A month later, after several dates, sleepovers at her house, and a four-day trip to Montreal, I again brought up marriage while we rested on her large couch in her nice sun room. The thing I felt would be wonderful brought about the end.
I tried to understand why she couldn’t accept me for the person who I intentionally showed her I am. She abstracted everything that she said.
I tried to get her to identify why, after all the times we cared for each other, after all our shared experiences, she didn’t want me around anymore.
Didn’t happen. She didn’t tell me things that made sense as answers to my questions.
One thing she said without abstraction was that I was weak for showing my feelings. She told me I was clingy.
Another thing she communicated at the end shocked me. She somehow thought that I was going to dump her. I said that the thought never even crossed my mind.
I didn’t recognize it as projection at the time. Prompted by her underlying feelings, she attributed to me the actions and thoughts that only she herself had.
I’ve tried to put myself in J’s place.
- How horrible must it have been for her to be steadily intimate with a man and not feel that his touches, kisses, words, affection, expressed love?
- That he couldn’t really love me, and so I couldn’t love him?
- That he was actually after something else, because it was impossible that he loved me?
One thing I’ve felt after the end was that the need underlying my only stated relationship goal – to live with a woman I love who also loves me – is again ruining my life. My latest efforts towards that goal were rife with unconscious symbolic act outs of an unsatisfied need from my early life.
That unrelenting need is for a woman’s love.
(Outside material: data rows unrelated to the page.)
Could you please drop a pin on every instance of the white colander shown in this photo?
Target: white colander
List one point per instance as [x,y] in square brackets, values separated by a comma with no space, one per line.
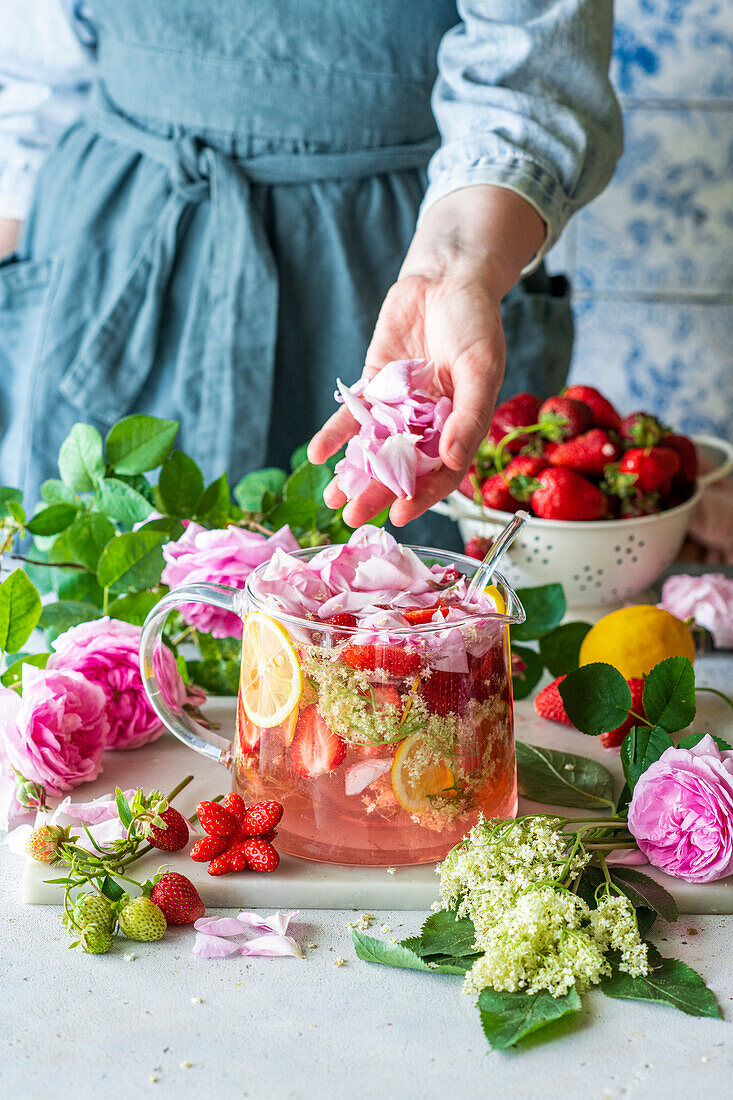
[600,563]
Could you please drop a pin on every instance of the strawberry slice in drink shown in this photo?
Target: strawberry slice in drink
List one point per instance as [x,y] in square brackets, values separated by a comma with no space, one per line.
[316,749]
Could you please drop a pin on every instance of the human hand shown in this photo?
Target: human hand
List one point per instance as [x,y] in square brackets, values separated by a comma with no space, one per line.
[445,307]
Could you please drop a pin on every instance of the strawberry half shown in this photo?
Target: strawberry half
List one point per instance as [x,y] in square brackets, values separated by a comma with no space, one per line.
[315,749]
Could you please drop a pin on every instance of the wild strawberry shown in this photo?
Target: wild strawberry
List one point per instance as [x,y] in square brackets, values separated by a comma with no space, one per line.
[173,835]
[216,821]
[447,692]
[262,817]
[315,749]
[396,660]
[209,847]
[652,466]
[642,429]
[177,898]
[41,845]
[587,454]
[548,703]
[220,865]
[248,734]
[141,919]
[260,855]
[93,909]
[478,547]
[604,415]
[614,737]
[564,418]
[688,458]
[564,494]
[518,411]
[234,803]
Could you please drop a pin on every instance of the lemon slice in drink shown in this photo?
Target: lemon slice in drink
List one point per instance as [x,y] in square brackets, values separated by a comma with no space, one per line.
[418,773]
[272,681]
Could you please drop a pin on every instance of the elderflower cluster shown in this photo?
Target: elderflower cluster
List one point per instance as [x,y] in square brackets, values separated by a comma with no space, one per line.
[511,879]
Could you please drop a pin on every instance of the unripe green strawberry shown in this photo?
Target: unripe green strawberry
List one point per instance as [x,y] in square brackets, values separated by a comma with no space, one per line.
[91,909]
[96,939]
[141,919]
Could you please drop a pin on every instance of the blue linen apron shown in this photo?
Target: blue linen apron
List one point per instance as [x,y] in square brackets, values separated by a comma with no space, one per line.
[214,238]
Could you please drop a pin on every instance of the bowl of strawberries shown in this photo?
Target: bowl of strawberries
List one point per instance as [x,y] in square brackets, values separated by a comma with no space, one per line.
[610,497]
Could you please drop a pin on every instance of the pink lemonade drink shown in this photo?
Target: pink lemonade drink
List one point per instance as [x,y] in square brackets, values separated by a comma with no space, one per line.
[374,703]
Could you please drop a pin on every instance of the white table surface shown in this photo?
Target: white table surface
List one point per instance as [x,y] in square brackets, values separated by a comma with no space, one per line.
[79,1026]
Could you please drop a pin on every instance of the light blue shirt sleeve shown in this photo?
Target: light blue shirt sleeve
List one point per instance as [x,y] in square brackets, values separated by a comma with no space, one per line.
[46,63]
[523,100]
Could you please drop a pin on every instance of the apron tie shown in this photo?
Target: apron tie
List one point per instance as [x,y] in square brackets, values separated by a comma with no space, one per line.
[119,349]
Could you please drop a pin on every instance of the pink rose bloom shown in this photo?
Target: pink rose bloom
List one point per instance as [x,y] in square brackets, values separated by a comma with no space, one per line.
[681,812]
[56,732]
[400,425]
[226,556]
[107,652]
[707,598]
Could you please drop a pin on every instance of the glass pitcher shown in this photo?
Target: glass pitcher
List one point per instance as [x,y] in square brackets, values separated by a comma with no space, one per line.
[378,754]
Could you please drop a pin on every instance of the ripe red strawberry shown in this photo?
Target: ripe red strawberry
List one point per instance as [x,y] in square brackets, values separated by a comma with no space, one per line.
[178,899]
[398,661]
[216,821]
[604,415]
[614,737]
[208,847]
[688,458]
[260,855]
[652,468]
[315,748]
[564,494]
[518,411]
[588,453]
[478,547]
[262,817]
[549,705]
[447,692]
[565,418]
[642,429]
[174,836]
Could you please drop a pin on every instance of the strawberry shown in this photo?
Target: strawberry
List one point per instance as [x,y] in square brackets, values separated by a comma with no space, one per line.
[604,415]
[173,835]
[688,458]
[447,692]
[216,821]
[564,418]
[315,748]
[262,817]
[588,453]
[478,547]
[247,732]
[613,738]
[518,411]
[260,855]
[234,803]
[41,845]
[398,661]
[642,429]
[177,898]
[549,705]
[652,468]
[562,494]
[142,920]
[208,847]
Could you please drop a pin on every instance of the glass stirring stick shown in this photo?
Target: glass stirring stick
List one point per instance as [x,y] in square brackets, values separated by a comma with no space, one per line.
[484,572]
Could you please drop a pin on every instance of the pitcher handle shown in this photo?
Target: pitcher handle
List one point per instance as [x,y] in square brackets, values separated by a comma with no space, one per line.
[181,724]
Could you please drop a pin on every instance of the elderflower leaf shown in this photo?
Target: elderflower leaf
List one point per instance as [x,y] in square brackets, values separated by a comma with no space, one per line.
[669,981]
[507,1018]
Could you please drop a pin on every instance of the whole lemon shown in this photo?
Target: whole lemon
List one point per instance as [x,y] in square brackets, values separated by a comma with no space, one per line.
[634,639]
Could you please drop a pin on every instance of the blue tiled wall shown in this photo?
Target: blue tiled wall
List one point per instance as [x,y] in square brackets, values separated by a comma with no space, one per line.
[652,260]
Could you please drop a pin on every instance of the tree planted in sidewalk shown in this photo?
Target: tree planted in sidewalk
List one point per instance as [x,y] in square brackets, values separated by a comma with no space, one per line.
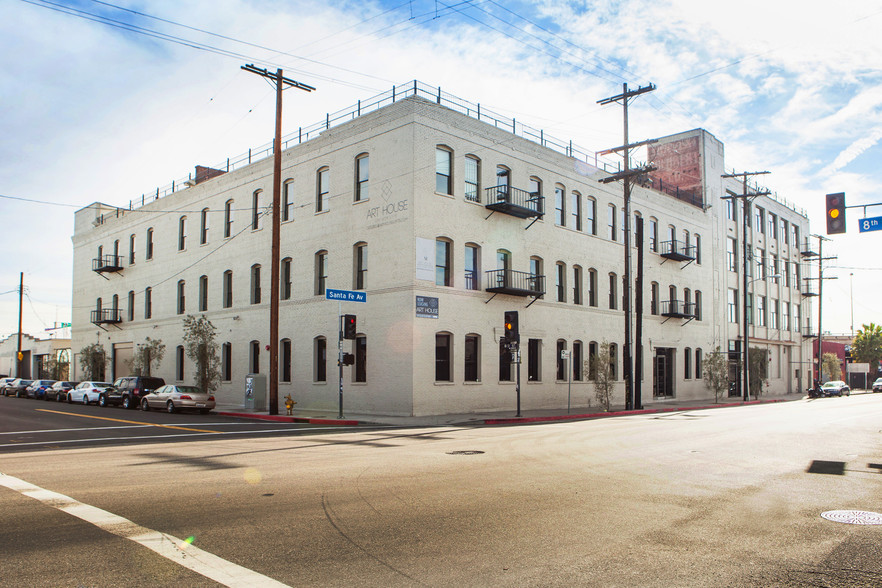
[146,355]
[600,365]
[202,349]
[716,372]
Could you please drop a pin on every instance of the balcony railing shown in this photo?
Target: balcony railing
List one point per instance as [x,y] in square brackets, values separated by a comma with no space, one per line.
[515,201]
[677,250]
[515,283]
[677,309]
[106,315]
[107,263]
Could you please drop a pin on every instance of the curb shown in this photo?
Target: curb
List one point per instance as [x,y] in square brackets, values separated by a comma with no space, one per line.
[291,419]
[594,415]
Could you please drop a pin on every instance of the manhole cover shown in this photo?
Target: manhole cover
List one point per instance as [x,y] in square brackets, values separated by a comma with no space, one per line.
[853,517]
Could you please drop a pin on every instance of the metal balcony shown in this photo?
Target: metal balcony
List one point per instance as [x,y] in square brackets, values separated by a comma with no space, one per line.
[515,283]
[107,263]
[102,316]
[515,202]
[677,250]
[677,309]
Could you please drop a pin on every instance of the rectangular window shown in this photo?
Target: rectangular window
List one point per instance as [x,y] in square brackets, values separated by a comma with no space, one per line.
[442,263]
[611,222]
[442,357]
[362,166]
[472,179]
[321,360]
[534,360]
[322,189]
[361,358]
[149,244]
[182,233]
[287,200]
[732,305]
[443,176]
[285,360]
[576,210]
[361,267]
[560,212]
[590,216]
[472,353]
[473,281]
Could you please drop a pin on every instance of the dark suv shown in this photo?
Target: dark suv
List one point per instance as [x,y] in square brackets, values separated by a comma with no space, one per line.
[129,390]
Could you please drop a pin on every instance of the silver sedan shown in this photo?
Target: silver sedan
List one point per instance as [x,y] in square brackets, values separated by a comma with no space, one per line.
[173,398]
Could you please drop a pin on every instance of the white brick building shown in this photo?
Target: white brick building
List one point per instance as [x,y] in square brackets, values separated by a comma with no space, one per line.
[414,187]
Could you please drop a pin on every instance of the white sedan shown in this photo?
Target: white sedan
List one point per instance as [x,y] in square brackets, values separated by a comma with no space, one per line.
[173,398]
[88,392]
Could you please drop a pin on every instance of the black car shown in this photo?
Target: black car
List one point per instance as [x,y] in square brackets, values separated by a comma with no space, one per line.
[18,388]
[129,390]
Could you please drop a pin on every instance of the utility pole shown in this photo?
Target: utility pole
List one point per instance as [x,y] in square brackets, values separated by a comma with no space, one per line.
[280,82]
[625,175]
[18,355]
[746,266]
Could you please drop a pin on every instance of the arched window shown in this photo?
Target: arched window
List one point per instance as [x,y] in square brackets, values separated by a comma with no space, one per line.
[472,358]
[255,283]
[362,177]
[443,170]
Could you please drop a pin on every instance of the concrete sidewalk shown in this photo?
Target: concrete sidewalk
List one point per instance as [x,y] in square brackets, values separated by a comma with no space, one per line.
[502,417]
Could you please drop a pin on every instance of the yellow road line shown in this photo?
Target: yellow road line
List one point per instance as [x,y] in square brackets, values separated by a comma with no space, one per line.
[88,416]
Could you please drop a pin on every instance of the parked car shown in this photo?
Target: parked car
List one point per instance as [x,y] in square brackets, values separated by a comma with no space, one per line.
[129,390]
[37,389]
[835,388]
[173,398]
[3,383]
[59,391]
[88,392]
[17,388]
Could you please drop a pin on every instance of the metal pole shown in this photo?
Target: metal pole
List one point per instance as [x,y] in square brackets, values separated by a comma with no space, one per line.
[746,350]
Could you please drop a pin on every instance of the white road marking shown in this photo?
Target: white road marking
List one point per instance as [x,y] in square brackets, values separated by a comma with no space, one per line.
[168,546]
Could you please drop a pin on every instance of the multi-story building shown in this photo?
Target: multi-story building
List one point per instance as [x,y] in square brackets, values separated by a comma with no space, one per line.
[463,215]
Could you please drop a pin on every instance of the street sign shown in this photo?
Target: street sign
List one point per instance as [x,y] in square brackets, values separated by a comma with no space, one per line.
[870,224]
[345,295]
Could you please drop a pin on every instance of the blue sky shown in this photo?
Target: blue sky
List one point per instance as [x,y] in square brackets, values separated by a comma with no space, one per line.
[93,112]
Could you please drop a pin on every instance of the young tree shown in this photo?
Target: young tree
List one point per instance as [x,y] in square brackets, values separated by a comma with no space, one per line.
[604,385]
[146,355]
[199,335]
[830,367]
[93,360]
[716,372]
[759,370]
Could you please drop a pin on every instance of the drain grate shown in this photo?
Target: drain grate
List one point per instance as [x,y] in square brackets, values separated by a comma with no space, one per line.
[853,517]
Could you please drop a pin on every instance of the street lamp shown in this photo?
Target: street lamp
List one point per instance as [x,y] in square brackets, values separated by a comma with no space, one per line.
[746,350]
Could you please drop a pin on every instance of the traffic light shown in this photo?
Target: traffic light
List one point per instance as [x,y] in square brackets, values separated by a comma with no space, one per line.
[835,213]
[349,326]
[511,326]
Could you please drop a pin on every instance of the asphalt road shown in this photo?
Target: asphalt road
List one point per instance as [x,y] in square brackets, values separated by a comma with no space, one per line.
[33,425]
[724,497]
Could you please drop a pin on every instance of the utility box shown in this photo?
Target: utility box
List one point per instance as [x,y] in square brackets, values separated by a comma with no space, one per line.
[255,392]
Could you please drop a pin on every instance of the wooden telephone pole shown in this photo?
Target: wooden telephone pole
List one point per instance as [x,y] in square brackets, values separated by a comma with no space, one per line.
[281,82]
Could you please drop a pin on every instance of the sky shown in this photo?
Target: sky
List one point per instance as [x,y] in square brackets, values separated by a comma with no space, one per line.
[106,101]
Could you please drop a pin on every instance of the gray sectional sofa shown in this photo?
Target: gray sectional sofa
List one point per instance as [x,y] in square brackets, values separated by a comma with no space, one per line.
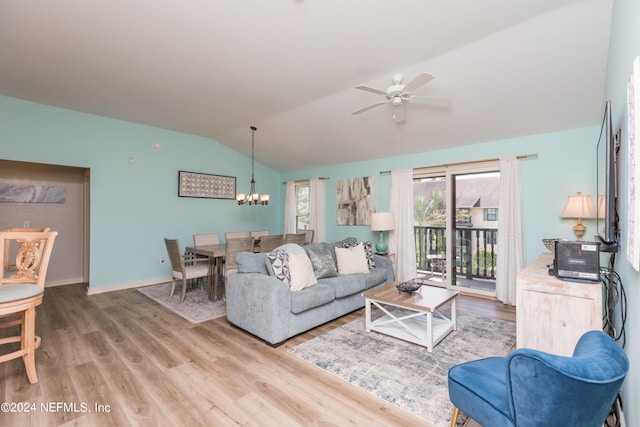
[264,306]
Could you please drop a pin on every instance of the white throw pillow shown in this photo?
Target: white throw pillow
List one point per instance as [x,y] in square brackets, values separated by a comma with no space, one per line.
[352,260]
[300,267]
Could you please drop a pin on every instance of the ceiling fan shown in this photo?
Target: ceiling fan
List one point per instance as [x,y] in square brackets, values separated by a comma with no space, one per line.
[397,94]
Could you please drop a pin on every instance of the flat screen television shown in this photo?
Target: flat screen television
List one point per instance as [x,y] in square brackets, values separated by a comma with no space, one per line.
[607,185]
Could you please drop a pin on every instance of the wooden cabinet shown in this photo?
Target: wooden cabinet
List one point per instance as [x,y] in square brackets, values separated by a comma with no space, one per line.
[552,314]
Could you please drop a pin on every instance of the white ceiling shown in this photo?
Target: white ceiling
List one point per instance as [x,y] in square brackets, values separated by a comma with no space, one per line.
[215,67]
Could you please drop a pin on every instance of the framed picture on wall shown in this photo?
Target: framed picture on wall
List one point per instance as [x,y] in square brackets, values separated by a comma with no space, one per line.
[204,185]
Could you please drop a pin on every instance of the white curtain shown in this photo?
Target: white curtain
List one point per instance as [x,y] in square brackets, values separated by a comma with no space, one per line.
[401,238]
[290,207]
[317,208]
[510,249]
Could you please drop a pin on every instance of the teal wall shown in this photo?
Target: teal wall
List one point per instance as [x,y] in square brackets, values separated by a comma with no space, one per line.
[565,164]
[623,49]
[134,206]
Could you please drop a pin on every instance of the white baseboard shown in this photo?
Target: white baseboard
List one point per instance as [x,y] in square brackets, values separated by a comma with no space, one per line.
[130,285]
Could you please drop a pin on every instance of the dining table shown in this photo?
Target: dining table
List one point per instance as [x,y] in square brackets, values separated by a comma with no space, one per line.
[215,254]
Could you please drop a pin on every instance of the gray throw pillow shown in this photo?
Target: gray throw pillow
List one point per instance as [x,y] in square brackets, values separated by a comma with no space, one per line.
[322,261]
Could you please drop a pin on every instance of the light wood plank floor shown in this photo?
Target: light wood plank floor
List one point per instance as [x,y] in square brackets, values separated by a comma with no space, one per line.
[120,359]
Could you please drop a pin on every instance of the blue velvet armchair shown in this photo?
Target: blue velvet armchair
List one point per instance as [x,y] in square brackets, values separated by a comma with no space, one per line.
[534,388]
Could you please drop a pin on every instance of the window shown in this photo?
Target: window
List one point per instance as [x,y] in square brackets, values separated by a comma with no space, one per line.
[302,205]
[456,225]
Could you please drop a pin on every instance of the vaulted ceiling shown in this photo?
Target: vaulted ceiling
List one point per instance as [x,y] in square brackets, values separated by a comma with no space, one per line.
[289,67]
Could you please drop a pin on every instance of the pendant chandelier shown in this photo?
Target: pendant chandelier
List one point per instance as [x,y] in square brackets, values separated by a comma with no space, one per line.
[253,198]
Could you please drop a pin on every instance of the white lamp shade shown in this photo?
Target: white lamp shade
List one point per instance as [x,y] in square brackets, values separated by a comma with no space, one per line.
[578,206]
[381,221]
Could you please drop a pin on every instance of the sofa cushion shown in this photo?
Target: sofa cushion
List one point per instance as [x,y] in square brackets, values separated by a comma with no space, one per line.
[352,260]
[321,260]
[345,285]
[310,297]
[374,277]
[368,249]
[249,262]
[299,265]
The women I’ve chosen, though, have always given me what I got from my mother: they wouldn’t accept me as I am, and didn’t love me.
And there can never be a substitute. Most of my Primal Therapy sessions included the PAIN OF FEELING exactly that.
My prison cell is what Dr. Janov calls the imprint where I – as a child, teenager, young man, middle-aged man, old man – futilely ATTEMPT TO CHANGE THE PAST.
“Standing next to me in this lonely crowd
Is a man who swears he’s not to blame
All day long I hear him shout so loud
Crying out that he was framedI see my light come shining
From the west down to the east
Any day now, any day now
I shall be released”
P.S. – We got back together seven months later, and are still going strong.
I have the same problem but for me I can’t get past the second coffee date. It seems like they do not know what to do with an open and honest man – it seems to scare them.
Thanks for responding, Gil!
Yeah, it’s a problem – we have to try to be open and honest with ourselves so that we can feel. Doing the same thing with another person as the focus is often neither social nor therapeutic for them.